Your CDROM drive doesn't work from *within the installed operating
system* (and this point is important).  This doesn't mean that the
BIOS can't see it and that the kernel on the rescue CD won't be able
to access it.  There is still value in burning an installation CD of
Lenny, trying to boot it, and seeing what works.

Thanks to everyone for your help. So far, I have reached a point where I
wonder if I should quit or test furthermore. Why quit ?  Because my
system  now * seems * to be working almost satisfactorily, even though
it does so in a different scheme as it did before. Why thinking about
testing furthermore ?  Because one of my CD/DVD driver is out of order,
also because I still see some bizarre messages while booting, which
makes me wonder whether I might soon discover some more problems.

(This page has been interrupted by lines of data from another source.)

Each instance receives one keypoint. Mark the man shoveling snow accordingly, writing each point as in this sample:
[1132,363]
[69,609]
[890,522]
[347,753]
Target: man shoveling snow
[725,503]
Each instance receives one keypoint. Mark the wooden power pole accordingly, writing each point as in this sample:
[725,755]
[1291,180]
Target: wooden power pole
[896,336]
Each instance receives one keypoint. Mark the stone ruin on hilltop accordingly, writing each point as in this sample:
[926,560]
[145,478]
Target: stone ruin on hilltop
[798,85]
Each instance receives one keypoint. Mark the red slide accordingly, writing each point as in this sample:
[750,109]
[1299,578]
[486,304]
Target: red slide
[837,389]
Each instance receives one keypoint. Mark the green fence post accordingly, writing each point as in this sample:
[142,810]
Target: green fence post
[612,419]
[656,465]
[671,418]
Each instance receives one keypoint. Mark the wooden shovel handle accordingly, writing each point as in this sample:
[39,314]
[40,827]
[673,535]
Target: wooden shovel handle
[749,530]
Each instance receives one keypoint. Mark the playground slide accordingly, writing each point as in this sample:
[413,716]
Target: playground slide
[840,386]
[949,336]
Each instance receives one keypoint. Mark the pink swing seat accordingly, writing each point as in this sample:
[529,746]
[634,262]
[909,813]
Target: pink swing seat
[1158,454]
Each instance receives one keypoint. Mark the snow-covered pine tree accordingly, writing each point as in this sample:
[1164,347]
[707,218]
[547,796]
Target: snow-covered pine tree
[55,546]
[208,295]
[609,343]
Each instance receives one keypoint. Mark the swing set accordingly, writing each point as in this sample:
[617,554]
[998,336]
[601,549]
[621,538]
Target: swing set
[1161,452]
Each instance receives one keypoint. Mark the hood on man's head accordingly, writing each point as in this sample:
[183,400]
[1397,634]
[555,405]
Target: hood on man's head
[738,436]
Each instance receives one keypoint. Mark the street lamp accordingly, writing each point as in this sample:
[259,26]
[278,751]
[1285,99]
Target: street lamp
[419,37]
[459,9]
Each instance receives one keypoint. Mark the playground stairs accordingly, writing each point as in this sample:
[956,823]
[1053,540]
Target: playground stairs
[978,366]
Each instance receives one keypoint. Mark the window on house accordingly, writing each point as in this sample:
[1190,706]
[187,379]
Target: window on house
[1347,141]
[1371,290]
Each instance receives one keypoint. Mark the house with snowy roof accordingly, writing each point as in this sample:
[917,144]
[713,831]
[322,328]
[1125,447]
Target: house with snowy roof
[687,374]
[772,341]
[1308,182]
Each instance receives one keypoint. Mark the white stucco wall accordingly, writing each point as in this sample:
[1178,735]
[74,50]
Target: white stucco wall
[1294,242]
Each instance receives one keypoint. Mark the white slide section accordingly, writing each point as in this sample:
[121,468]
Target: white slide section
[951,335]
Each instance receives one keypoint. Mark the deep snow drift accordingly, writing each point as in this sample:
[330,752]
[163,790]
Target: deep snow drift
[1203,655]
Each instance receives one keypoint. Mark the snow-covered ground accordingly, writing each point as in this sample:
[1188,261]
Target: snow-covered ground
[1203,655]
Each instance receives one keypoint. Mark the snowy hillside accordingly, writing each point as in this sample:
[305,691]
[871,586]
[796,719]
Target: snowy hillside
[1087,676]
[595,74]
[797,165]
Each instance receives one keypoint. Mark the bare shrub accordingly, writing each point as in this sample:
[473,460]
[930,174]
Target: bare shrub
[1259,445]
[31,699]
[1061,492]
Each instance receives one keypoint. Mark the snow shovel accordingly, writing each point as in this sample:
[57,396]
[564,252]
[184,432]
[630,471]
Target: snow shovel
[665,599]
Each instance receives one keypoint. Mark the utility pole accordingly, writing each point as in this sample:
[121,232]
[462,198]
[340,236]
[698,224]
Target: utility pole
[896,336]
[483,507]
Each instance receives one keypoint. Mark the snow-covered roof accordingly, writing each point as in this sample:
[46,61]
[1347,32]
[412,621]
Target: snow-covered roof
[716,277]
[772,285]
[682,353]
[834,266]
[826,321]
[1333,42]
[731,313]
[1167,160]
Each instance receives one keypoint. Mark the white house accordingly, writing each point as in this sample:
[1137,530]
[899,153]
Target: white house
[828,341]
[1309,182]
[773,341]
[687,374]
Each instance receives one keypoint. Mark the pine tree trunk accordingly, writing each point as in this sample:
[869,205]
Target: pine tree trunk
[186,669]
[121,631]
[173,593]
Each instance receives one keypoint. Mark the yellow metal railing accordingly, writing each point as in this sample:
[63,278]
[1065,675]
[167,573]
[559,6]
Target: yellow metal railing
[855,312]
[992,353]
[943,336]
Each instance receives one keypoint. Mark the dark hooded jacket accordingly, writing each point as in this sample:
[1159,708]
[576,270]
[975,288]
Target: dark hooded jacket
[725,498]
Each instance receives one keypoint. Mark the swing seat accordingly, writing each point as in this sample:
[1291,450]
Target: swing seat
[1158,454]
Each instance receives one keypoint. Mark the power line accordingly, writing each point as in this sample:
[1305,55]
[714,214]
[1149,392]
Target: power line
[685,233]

What did I do since my last post ?   As Richard suggested, I opened up
the box and checked cables around the cdrom hardware. I noticed
something that I thought weird at first: the CDROM blocks were connected
to a cable where one could read: "HD cable", while the HD was linked to
a cable that read "CDROM cable". I then swaped cables, and tested. The
only difference I got was that my Linux system now had to be booted on
/dev/hdc3, while it did boot on /dev/hda3 before. Still, none of my CDs
did operate on Debian, one did operate on MSWIN, none would boot an
autoboot system CD.

This being done, I decided to unplug one of my two CDROM drives, the one
that did not work on either system. I removed all cables from that
drive. This helped a lot, so it seems. My Debian system still boots on
/dev/hdc3, but now my only CDROM drive does work on /dev/hda (hda as is,
not on hda1 or whatever, which I did find weird though). It does work,
and also I am now able to boot on a system CD !!  So, I could possibly
decide to re-install... I could also decide to use my machine "as is"
since it now operates almost as it did before, with only one CDROM and
no CD writer (but I don't need that on this particular machine) ; I just
changed the /boot/grub/menu.lst and replaced "/dev/sda3 by "/dev/hdc3".

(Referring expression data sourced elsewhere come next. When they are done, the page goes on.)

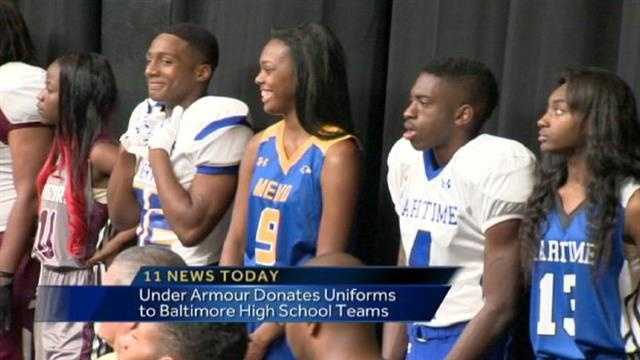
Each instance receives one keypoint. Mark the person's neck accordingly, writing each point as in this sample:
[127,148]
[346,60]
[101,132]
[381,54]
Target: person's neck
[445,152]
[577,171]
[347,346]
[187,101]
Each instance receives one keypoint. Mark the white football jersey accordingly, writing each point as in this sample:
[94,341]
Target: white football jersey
[629,285]
[19,87]
[445,212]
[212,137]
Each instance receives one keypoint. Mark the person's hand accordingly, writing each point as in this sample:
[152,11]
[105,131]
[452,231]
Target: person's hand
[256,349]
[106,253]
[5,304]
[136,139]
[165,136]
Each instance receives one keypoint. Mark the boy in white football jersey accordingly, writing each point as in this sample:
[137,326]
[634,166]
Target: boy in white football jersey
[176,175]
[459,197]
[24,143]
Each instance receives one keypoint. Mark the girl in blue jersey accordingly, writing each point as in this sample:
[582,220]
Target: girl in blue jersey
[584,208]
[298,180]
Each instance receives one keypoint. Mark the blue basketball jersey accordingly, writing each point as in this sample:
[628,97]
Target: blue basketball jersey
[575,310]
[285,207]
[285,200]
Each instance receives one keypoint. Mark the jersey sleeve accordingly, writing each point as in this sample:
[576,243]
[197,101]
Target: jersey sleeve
[223,154]
[221,135]
[19,96]
[394,172]
[500,193]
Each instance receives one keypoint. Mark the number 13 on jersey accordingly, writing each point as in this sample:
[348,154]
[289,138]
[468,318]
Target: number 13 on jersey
[546,325]
[267,237]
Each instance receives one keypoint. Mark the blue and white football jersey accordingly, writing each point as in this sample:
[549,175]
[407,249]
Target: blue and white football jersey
[444,212]
[19,87]
[212,136]
[285,200]
[576,312]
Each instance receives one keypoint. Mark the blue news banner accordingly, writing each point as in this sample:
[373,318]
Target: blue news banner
[284,294]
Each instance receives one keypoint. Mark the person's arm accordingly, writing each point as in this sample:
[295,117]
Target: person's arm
[340,183]
[124,211]
[29,147]
[194,212]
[235,241]
[500,286]
[113,247]
[103,157]
[632,223]
[394,334]
[261,339]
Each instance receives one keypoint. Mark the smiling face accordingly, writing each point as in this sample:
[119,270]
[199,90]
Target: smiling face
[430,116]
[560,130]
[174,72]
[49,97]
[276,79]
[144,342]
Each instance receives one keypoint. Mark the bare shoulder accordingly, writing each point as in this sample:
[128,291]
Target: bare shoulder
[343,152]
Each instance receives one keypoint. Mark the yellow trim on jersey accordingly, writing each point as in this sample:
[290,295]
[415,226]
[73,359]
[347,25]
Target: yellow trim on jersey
[286,162]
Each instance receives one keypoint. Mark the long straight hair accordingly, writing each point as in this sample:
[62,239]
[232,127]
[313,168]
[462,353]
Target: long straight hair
[606,105]
[87,96]
[322,92]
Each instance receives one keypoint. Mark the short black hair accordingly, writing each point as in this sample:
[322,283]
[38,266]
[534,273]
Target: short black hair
[204,341]
[201,39]
[474,79]
[15,41]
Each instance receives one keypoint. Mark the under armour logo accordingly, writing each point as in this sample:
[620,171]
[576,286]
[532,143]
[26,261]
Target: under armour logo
[262,161]
[305,169]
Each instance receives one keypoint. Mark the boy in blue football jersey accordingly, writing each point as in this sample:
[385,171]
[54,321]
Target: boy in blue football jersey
[584,208]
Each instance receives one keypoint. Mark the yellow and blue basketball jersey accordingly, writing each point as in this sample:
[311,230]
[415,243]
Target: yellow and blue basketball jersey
[285,200]
[576,309]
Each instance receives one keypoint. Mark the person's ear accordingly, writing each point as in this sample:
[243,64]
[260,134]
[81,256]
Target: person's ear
[464,115]
[313,328]
[203,72]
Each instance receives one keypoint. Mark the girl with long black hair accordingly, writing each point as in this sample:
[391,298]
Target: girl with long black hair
[584,208]
[78,99]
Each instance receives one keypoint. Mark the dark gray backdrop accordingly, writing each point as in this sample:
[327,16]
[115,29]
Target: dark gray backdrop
[525,42]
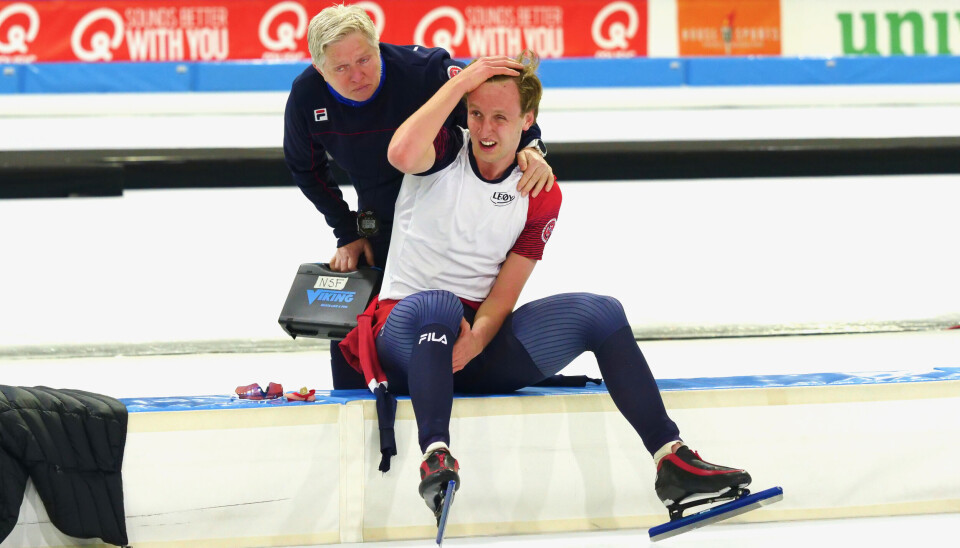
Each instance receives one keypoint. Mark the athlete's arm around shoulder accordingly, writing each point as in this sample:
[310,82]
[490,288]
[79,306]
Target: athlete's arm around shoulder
[411,149]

However... Something still has to be wrong with this machine. Why does
it now reckognises my HD and CD drives as /dev/hdc (hdc1 for MSWIN, hdc2
for swap space and hdc3 for Debian system) and /dev/hda for the now
unique CDROM drive.... while it previously did reckognise these pieces
of hardware as SCSI drives (/dev/sda1, sda2, sda3 for the HD... Nothing
shows if I type:

cat /proc/scsi/scsi

while it previously showed my HD. However, If I plug an USB mass storage
device (key or HD), then it does automount on /dev/sda1 and shows in
/proc/scsi/scsi !

Maybe you could have an eye on my /var/log/syslog or /var/log/messages
files ?

http://bdebreil.free.fr/logFeb28/syslog

http://bdebreil.free.fr/logFeb28/messages

On the first file, you could check first on keywords "collisions"
(device not available because of BAR 0 collisions...), and "scsi0....
sata promise..... sata link down..."

Thanks in advance for you explanations and advices.